Он догнал меня около «Метрополя». Попытался взять под руку. Я вырвалась. Тогда он пошел рядом и все говорил, говорил:

— Я теперь все знаю. Все. Где живешь, кто твой парень. Не веришь? Могу сообщить: Брюсовский переулок… Что, поверила? Даю тебе сроку два дня. Или ты придешь ко мне, или я все расскажу твоему Коле. Все расскажу. Понятно?

Как мне хотелось закричать, ударить по его противному лицу, по толстым, липким губам. А я шла молча, стараясь не слушать его злой и глупой болтовни. На мое счастье, в кинотеатре кончился сеанс, и я оторвалась от него, спряталась за прохожих. Но он нашел меня, взял за руку.

— Прости меня. Я не знаю, что говорю. Я с ума схожу…

Я видела мать Коли — Екатерину Павловну. Она вышла из гастронома под гостиницей «Москва», посмотрела на нас и заторопилась. Я бегом за ней. А Константин мне вслед:

— Ну, подожди, сволочь!

Я Екатерину Павловну догнала:

— Давайте я сумку понесу. Вам тяжело…

— Наденька! Откуда ты взялась?

Она говорила со мной, как всегда, ласково, а глаза была строгие, и я в них прочитала: «С кем это ты?»

И я решила — расскажу ей все. Она меня поймет, поверит.

Екатерина Павловна мне поверила. Она все выслушала, хотя я от волнения говорила, наверное, не совсем понятно. Она меня ни разу не перебила, а потом сказала:

— Спасибо тебе, доченька, за доверие. Я тебя и раньше любила, как родную, а теперь еще больше, как свою. Коле мы пока о нашем разговоре не скажем…

И я еще решила — буду называть ее не Екатерина Павловна, а мама.

Мама меня обняла, поцеловала и очень весело сказала:

— А на этого типа, если он не перестанет, управу найдем… И Нинки ему не видать. Какой он ей отец! Раньше надо было ему думать…

У меня теперь есть союзник!

Я НЕ ОДНА ДУМАЮ О ГРОХОТОВЕ

Вчера поздно вечером позвонила Клавдия Борисовна Нижегородова, учительница вечерней школы при комбинате:

— Когда можно зайти к вам, товарищ секретарь? Вы мне очень нужны.

По ее голосу я почувствовала, что я ей действительно нужна.

— Приходите сейчас…

Я ее запомнила по речи на конференции. Она очень хорошо рассказывала о молодежи комбината, о тяге к занятиям. И вообще, кто хотя раз видел Клавдию Борисовну, не может ее не запомнить. Она очень приятная, у нее такая очаровательная улыбка. А какая фигура, какие волосы. А глаза: синие, ресницы длинные…

Она не знает, что я совершенно случайно посвящена в ее тайну — эта милая, на вид такая счастливая женщина очень несчастлива в семейной жизни.
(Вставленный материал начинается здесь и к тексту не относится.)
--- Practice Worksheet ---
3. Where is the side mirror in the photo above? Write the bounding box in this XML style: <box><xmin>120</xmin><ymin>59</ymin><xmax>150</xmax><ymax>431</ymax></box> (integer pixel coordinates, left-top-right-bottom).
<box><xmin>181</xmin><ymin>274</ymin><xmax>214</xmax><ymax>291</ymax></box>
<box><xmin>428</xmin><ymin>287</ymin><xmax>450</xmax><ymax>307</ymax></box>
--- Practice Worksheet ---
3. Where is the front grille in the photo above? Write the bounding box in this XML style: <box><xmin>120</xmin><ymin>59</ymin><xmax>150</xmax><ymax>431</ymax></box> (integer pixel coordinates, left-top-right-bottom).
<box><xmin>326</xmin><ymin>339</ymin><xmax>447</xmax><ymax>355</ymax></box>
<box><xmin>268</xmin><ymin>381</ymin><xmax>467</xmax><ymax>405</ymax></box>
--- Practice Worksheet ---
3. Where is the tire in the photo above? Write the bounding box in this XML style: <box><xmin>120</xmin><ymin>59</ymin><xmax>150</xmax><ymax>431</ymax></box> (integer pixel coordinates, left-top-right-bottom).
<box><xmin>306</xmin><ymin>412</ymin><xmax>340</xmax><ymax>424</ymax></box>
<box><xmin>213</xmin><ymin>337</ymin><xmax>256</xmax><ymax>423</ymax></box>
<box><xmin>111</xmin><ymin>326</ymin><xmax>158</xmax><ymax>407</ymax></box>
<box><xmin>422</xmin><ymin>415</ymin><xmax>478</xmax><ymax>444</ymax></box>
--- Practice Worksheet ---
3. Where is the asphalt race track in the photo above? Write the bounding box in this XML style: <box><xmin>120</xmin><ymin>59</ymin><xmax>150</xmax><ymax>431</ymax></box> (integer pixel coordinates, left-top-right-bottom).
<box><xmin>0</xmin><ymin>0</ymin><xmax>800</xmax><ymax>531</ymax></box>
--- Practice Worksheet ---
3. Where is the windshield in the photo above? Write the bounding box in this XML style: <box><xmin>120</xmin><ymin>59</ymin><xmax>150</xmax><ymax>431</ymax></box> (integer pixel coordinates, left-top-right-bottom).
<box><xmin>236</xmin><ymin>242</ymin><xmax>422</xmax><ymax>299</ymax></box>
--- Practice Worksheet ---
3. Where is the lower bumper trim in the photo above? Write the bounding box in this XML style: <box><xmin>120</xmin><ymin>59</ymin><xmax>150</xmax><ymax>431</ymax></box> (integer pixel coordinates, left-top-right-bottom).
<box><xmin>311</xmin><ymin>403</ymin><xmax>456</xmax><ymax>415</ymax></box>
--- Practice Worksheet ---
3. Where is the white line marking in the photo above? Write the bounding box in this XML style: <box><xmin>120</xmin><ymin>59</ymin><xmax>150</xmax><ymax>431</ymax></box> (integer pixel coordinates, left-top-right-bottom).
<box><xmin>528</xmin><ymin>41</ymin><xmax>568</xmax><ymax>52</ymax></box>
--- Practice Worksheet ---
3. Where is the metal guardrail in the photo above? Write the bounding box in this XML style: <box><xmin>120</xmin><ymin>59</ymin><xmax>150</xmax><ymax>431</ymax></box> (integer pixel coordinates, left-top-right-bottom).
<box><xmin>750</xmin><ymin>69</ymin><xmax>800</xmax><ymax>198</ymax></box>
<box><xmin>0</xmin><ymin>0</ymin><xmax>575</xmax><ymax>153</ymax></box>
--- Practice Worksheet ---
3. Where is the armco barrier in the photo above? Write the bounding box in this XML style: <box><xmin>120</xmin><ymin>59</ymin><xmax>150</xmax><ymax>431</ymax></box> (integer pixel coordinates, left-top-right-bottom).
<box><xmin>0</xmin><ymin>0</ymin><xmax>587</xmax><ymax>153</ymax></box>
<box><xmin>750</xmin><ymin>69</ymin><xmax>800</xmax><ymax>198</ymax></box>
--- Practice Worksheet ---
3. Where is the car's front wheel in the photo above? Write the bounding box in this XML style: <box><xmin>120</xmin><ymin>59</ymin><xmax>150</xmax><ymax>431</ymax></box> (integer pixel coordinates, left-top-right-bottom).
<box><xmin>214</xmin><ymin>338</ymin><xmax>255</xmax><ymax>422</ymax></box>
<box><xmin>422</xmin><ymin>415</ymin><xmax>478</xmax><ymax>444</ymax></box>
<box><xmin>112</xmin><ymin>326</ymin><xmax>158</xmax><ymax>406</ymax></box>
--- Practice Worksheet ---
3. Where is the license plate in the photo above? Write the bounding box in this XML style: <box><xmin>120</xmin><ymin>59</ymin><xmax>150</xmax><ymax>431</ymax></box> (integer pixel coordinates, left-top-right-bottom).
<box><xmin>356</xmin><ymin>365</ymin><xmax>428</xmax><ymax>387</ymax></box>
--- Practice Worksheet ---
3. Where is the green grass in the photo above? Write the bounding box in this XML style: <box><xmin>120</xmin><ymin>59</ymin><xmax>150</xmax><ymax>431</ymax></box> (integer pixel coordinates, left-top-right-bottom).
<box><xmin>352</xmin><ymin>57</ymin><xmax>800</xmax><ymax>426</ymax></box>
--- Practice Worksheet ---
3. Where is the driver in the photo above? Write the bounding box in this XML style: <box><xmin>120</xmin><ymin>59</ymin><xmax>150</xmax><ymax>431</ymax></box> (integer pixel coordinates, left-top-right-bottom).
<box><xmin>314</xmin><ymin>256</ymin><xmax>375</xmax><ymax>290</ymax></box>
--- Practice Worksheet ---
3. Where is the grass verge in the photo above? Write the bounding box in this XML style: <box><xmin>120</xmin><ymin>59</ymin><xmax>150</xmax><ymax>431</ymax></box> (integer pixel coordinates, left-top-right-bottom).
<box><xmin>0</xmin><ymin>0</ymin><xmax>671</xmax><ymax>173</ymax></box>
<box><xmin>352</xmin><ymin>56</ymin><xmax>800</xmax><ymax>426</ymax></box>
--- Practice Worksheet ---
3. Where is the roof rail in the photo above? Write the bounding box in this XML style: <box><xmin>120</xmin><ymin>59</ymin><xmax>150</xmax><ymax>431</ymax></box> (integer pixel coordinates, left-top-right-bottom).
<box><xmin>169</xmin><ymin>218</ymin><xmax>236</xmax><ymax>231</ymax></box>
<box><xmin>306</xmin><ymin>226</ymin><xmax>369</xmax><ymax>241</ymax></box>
Замуж она вышла рано, на втором курсе. Ее муж гремел в то время на весь институт. Несколько его пародий на известных поэтов студенты знали наизусть. Пародий было не много — пять или шесть, они нигде не печатались, но славу Нижегородову принесли огромную. Еще бы, наш, свой, отделал под орех самого Твардовского.

Рассказывали, что как-то в институт приехали поэты. Был среди них пожилой, совершенно седой человек, отдавший много сил борьбе за мир. Вечер шел, как все литературные вечера, горячо, взволнованно. С особенным вниманием молодежь слушала последнего оратора — седого поэта.

Закончив читать, он спросил, не хочет ли кто из студентов прочесть свои стихи. И тогда на сцену поднялся Нижегородов. Его первая эпиграмма, посвященная любителю выпить, была встречена смехом. Смеялись не только хозяева, громко хохотали гости, в том числе и тот, кому были посвящены злые строчки.

Ободренный вниманием, Ннжегородов разошелся и после двух-трех своих старых пародий прочитал свежую, только что написанную, посвященную старому поэту. Но это была уже не пародия, а грубый, оскорбительный пасквиль. Зал затих, никто не смеялся, никто не аплодировал. С последних рядов взволнованный девичий голос выкрикнул:

— Подлец!

Вечер закрыл седой поэт. Он очень хорошо, с подкупающей теплотой поблагодарил студентов за внимание, обещал приехать еще раз и притащить с собой коллег. О Нижегородове он не сказал ни одного слова.